Kana was sullen. I rubbed my socked feet on the carpet and touched the cat to watch the sparks fly. I felt my heart zip itself up.
Thank you. Yes. Yes. Great. Not at all. Not at all. I’m really glad you came…
The only emotion I seemed capable of expressing that afternoon was accommodation.
Perhaps the exaggerated way we discussed takeout options tripped a guilt wire in my father. The next week he packed us in a rented car and we headed for the Caledon Hills for Thanksgiving dinner in the country. This time he insisted that our mother join us.
Suddenly we were one family among many on Highway 401, cars braiding their way across the three lanes. I remember watching other people pass in their hatchbacks and station wagons, replicas of us—father, mother, two kids—other odd-acting clusters, and wondering, Were they better or worse?
I was wearing a pair of Mary Janes that I had polished with cooking oil and a blue-and-white sleeveless dress my mother had sewn for me years before from a McCall’s pattern. The dress was now a size too small and much too summery, but I wore it all the same, layering it on top of pants and a turtleneck. I played with the long trailing ribbons attached to the bodice, dangling the ends in front of my mother’s face during the car ride. Perhaps I wanted to remind her that she did once make things. But she was lost in her own world, concentrating perhaps on the soft drone of tires on the highway.
My father broke the silence by asking if we had ever tried venison. I asked what it tasted like and he said: “Gamy. Like strong liver.” Kana made a moan of disgust. “Now, now,” he continued, “it can be quite excellent with a dash of clam marinade and a spoonful of pork gelatin.”

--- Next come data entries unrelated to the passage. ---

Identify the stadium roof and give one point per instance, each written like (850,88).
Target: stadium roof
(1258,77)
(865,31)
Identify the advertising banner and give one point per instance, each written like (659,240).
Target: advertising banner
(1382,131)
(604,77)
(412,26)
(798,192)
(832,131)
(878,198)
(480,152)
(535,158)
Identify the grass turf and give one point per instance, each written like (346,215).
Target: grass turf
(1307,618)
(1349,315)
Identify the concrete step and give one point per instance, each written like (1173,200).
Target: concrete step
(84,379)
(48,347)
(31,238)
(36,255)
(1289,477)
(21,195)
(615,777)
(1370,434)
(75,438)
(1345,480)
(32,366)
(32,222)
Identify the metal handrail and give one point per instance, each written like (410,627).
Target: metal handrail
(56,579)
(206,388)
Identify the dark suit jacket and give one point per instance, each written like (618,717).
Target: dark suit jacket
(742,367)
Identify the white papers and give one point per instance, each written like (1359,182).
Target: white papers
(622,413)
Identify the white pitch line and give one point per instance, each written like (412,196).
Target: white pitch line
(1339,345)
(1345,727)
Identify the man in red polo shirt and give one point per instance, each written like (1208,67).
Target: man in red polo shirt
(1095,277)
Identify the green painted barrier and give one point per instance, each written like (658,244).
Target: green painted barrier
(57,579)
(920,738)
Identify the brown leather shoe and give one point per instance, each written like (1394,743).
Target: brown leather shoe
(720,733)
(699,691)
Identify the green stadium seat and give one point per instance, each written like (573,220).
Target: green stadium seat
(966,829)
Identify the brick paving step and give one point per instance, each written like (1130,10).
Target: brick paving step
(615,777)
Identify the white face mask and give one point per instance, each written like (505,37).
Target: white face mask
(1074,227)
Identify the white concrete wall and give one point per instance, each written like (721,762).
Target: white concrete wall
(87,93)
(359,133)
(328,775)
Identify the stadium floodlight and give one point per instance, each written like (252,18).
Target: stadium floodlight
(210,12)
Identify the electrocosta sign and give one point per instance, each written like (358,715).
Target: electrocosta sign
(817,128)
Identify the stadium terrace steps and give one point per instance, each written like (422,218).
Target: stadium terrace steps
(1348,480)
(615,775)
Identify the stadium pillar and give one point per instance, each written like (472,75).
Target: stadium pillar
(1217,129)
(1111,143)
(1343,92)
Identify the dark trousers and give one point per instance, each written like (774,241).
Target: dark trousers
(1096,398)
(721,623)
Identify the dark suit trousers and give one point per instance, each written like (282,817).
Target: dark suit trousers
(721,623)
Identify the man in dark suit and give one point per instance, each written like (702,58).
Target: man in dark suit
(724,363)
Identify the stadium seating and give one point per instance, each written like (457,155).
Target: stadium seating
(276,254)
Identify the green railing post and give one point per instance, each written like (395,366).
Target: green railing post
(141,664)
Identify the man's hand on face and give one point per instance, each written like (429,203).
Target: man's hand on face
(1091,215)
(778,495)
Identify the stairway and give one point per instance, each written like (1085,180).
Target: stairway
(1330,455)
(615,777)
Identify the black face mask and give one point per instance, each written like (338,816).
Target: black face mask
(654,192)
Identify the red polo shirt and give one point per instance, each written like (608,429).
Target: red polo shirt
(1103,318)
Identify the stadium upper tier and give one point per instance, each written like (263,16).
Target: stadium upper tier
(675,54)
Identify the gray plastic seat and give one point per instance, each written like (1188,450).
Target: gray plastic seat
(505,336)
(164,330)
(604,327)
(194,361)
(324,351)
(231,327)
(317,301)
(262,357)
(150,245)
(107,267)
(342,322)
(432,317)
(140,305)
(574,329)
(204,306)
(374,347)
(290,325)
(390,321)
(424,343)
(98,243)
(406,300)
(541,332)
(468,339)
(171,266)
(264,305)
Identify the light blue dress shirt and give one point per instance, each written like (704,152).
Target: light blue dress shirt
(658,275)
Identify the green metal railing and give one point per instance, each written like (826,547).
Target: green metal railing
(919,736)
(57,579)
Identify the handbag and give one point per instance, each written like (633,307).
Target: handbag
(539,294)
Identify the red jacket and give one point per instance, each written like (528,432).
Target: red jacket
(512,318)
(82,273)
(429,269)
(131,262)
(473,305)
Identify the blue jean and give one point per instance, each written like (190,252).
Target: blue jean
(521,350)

Kana and I were clutching our stomachs and writhing in mock pain. Our mother, sitting in the front seat, wasn’t blinking.

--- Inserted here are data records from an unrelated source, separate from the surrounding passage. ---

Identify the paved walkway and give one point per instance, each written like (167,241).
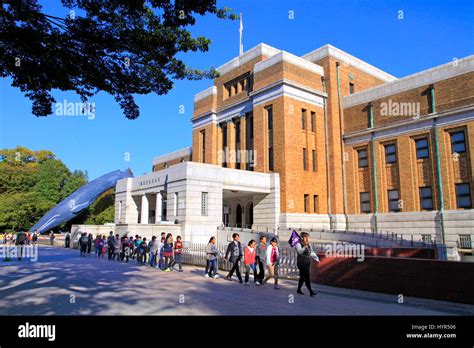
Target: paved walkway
(63,283)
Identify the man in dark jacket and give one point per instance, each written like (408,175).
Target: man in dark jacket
(110,244)
(235,251)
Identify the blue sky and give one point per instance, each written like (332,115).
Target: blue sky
(430,33)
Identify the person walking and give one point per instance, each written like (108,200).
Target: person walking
(211,259)
(153,247)
(303,261)
(110,245)
(83,244)
(35,237)
(168,252)
(273,261)
(178,251)
(261,259)
(161,245)
(97,244)
(117,247)
(249,261)
(125,249)
(67,240)
(142,252)
(234,255)
(89,243)
(51,238)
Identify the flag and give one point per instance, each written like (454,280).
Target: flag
(294,239)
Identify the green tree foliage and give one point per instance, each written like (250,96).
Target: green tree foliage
(122,47)
(33,182)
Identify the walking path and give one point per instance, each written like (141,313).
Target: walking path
(63,283)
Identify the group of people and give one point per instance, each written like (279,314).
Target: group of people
(20,238)
(262,260)
(163,253)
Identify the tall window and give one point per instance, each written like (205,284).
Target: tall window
(204,197)
(390,153)
(362,158)
(364,202)
(393,197)
(305,162)
(249,141)
(237,131)
(463,196)
(351,88)
(270,159)
(270,117)
(224,145)
(422,148)
(426,198)
(458,142)
(269,111)
(203,146)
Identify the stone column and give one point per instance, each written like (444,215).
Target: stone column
(144,210)
(243,142)
(158,207)
(231,143)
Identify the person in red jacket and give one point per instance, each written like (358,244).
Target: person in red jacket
(249,261)
(178,250)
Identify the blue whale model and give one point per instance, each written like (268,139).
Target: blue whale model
(78,201)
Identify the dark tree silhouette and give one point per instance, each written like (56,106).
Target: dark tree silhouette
(122,47)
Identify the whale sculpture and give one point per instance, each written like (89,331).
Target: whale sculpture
(78,201)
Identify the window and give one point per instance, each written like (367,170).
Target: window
(237,131)
(364,202)
(269,117)
(426,198)
(313,152)
(422,148)
(203,146)
(303,118)
(458,142)
(465,241)
(224,146)
(175,205)
(204,196)
(351,88)
(463,196)
(305,162)
(362,157)
(390,153)
(270,159)
(426,238)
(393,198)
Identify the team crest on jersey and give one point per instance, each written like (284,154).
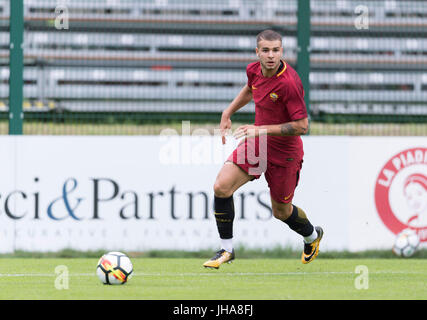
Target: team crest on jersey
(274,96)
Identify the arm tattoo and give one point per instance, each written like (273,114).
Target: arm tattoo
(287,129)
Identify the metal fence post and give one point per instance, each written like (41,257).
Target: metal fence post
(16,67)
(303,57)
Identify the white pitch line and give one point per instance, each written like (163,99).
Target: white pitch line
(213,273)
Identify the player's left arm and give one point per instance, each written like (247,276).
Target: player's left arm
(292,128)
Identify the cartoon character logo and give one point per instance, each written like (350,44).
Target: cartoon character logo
(401,192)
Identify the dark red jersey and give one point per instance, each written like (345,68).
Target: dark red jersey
(278,99)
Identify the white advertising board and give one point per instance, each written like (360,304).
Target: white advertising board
(156,192)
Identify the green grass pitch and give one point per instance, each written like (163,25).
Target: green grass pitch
(244,279)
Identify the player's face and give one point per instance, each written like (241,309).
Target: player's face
(269,53)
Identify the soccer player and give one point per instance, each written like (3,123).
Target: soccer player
(272,146)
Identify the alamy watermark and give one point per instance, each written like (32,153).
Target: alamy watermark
(362,280)
(62,16)
(62,280)
(194,148)
(361,22)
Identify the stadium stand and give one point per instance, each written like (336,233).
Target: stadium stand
(154,56)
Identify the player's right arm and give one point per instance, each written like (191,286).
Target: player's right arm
(242,99)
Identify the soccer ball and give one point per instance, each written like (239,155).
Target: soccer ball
(406,243)
(114,268)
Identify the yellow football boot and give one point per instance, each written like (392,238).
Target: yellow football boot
(311,250)
(220,257)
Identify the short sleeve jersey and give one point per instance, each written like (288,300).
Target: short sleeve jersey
(278,99)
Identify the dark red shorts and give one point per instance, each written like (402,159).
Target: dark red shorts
(282,180)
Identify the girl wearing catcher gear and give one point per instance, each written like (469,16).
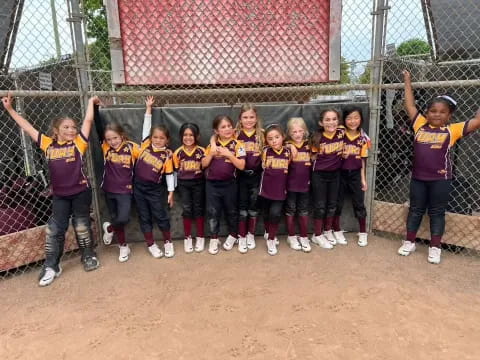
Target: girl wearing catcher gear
(431,181)
(72,195)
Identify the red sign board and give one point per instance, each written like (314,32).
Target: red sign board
(228,41)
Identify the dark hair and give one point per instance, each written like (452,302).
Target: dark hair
(161,128)
(218,119)
(317,135)
(443,99)
(55,124)
(116,128)
(191,126)
(258,125)
(273,127)
(351,109)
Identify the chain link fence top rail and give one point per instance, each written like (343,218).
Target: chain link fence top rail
(268,51)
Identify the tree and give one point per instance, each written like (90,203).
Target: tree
(413,47)
(364,78)
(344,71)
(97,29)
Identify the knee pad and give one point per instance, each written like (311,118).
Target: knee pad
(275,219)
(83,235)
(319,214)
(242,215)
(303,213)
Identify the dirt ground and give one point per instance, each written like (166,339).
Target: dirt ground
(345,303)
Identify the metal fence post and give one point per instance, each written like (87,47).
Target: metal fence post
(80,56)
(380,11)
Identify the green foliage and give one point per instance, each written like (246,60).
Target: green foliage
(413,47)
(97,30)
(344,71)
(365,77)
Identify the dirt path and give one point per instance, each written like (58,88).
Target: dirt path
(349,303)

Our father dropped us off in front of the inn while he went to park the car. We entered the restaurant foyer. My mother was dressed in a special-occasion outfit, selected by Kana. It consisted of a yellow silk blouse and a long skirt with a black-and-red diamond pattern. Kana was wearing a brown duffle coat over her favourite velour jumpsuit. We must have looked like a family of hippies on our way to a jamboree. The fact that we arrived without a reservation did not endear us to the maître d’, who seemed, in the particular long-necked manner of maître d’s, to challenge our right to be there.

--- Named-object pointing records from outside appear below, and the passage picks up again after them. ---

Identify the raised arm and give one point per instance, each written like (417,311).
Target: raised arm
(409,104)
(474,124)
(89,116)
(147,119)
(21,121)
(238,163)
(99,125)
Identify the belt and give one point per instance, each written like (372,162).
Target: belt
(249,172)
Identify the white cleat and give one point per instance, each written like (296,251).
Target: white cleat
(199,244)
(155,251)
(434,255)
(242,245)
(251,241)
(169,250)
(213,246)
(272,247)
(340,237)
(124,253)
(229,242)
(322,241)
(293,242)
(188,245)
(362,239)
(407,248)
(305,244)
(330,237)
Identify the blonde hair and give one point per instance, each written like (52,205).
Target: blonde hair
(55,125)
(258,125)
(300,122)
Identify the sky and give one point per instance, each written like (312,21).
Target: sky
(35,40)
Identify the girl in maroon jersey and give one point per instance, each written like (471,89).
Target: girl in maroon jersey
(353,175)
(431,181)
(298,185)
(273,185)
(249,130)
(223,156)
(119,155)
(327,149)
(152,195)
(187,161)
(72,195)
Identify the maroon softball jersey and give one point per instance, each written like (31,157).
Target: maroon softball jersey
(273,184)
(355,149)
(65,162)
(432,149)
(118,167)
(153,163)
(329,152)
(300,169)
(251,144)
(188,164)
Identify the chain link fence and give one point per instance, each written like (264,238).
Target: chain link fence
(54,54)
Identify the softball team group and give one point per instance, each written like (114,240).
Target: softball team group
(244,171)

The room smelled of buttered yams and roasted turkey. There were hunting pictures on the walls. The other diners looked very dignified, satisfied: life going as planned, members of a circle. Our presence seemed to make them uneasy, hostile in a genteel, don’t-display-it sort of way. Even if we had dressed in black gowns, the other diners would have seen what a calamity we all really were. But as soon as my father arrived some unspoken agreement was made, some secret aristocratic handshake exchanged, and we were seated in that tiny, crowded room. Soon, the waitress was bringing us our menus, and no one seemed to entertain any grudges, at least not openly. I picked up a fork, held it under the tablecloth and began scarring the soft surface of the wood table.